NAIROBI - Kenyan telecoms firm Safaricom posted higher ​full-year group ⁠earnings before interest and taxes (EBIT) on Thursday, ‌as losses in its Ethiopia unit shrank and service ​revenue grew.

Safaricom said its EBIT rose 59% to ​153.9 billion shillings ($1.2 ​billion) in its full-year to end-March.

Safaricom, partly owned by South Africa's Vodacom and ⁠Britain's Vodafone, launched in Ethiopia in 2022 as the government there opened the closely controlled economy to foreign competition.

It said its ​EBIT loss ‌from the ⁠Ethiopian unit ⁠narrowed to 30.1 billion shillings from 61.1 billion shillings ​a year earlier.

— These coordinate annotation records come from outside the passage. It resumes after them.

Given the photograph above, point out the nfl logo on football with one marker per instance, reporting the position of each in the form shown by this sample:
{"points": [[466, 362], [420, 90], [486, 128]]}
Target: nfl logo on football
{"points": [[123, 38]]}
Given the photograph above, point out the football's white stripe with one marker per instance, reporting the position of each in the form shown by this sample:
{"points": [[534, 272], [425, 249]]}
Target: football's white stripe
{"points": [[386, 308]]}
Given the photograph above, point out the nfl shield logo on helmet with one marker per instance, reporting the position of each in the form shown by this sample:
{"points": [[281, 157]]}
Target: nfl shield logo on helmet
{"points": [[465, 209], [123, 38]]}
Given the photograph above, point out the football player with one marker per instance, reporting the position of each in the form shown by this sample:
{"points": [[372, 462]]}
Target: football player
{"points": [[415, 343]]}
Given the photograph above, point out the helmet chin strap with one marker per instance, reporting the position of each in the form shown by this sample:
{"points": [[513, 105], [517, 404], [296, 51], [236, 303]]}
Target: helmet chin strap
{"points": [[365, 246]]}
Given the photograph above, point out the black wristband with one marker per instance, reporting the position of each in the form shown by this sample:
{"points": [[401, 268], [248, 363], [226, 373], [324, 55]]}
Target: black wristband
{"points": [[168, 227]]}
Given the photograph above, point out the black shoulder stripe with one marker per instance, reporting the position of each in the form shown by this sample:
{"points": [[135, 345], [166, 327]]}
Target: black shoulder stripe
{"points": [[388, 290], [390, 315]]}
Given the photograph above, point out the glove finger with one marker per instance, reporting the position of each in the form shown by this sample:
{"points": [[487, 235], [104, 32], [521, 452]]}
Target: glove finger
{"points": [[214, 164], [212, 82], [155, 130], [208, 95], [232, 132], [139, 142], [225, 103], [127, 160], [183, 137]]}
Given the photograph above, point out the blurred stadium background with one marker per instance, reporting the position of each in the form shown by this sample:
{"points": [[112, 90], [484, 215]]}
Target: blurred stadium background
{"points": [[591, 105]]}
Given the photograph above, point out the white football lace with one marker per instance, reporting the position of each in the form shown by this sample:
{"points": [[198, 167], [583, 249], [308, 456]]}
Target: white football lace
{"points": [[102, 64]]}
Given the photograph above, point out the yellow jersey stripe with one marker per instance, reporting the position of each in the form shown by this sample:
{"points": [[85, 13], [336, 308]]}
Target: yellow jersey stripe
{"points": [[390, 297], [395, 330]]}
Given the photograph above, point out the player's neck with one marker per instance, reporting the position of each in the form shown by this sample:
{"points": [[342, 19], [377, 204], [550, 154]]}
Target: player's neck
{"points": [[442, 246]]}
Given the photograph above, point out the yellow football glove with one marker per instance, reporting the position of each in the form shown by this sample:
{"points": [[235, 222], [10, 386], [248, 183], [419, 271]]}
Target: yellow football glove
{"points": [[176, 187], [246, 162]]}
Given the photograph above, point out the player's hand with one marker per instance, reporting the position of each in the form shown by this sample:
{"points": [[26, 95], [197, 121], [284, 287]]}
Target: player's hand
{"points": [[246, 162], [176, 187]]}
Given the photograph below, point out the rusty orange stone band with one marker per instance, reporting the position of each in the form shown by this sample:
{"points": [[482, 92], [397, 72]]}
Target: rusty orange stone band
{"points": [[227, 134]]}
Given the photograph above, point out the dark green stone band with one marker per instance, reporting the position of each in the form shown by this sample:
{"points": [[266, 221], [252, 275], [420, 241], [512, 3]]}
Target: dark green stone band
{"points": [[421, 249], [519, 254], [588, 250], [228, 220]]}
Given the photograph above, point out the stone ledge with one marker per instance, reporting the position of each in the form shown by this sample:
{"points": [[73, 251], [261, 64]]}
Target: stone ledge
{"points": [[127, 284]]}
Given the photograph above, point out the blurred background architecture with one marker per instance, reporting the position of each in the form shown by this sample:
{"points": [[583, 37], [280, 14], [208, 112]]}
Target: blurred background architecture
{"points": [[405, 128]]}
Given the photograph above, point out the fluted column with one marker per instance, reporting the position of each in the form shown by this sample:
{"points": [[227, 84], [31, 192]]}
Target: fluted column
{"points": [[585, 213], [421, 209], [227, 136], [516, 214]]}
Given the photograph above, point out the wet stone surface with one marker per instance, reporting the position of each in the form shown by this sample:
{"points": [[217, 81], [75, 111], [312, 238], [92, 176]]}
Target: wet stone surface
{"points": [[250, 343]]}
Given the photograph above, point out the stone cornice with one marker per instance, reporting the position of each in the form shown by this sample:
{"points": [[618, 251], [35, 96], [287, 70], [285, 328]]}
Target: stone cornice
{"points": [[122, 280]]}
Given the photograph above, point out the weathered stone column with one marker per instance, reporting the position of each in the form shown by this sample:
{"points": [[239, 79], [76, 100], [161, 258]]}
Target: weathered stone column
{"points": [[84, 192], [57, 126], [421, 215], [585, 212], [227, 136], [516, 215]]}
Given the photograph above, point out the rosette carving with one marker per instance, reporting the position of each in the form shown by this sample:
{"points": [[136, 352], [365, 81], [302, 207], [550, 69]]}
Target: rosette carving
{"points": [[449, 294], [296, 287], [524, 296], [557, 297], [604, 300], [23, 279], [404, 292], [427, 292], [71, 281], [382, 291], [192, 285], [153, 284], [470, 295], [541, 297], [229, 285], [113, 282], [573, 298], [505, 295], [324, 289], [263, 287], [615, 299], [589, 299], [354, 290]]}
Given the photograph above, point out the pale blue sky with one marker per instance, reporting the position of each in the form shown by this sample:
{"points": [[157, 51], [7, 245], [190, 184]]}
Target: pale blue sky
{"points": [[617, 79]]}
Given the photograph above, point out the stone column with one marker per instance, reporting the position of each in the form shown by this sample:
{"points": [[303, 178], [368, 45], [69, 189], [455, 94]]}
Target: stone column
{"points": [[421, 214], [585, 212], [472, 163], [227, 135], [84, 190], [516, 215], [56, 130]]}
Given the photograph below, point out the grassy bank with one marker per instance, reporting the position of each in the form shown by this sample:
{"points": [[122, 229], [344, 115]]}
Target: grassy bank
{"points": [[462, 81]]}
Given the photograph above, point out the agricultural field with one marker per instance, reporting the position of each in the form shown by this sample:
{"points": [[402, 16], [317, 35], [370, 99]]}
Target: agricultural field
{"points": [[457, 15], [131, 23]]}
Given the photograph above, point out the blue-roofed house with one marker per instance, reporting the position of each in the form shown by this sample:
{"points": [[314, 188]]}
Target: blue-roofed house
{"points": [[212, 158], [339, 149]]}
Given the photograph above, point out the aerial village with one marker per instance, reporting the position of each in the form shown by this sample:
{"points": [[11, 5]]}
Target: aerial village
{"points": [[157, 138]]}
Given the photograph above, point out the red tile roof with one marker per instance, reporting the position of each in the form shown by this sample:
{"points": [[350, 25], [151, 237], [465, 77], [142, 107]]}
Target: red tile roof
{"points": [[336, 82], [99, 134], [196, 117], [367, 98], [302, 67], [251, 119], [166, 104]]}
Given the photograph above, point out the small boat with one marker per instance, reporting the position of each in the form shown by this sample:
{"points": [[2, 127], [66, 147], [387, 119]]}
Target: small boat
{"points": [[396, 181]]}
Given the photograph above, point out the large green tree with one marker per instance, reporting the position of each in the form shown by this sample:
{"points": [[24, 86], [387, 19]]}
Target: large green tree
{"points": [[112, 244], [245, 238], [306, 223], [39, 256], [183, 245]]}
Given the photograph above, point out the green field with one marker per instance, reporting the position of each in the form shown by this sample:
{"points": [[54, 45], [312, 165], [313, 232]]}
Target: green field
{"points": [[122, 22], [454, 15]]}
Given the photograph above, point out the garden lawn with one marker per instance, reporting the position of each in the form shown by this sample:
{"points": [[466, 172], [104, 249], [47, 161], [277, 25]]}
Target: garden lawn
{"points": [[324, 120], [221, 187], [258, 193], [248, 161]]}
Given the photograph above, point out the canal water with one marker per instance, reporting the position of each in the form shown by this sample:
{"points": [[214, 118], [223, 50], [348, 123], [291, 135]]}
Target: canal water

Group service revenue ‌jumped 11% to 414.1 ⁠billion shillings, while net income was up 67% to 99.7 billion shillings, Chief Executive Officer Peter Ndegwa said at a post-earnings investor briefing. In December, Kenya's government said it would sell a 15% stake in Safaricom to Vodacom for about $1.6 billion. The government's Safaricom stake ‌will be reduced to 20% from ⁠the current 35%. The sale is ​still awaiting the regulator's approval and the conclusion of the case challenging the transaction.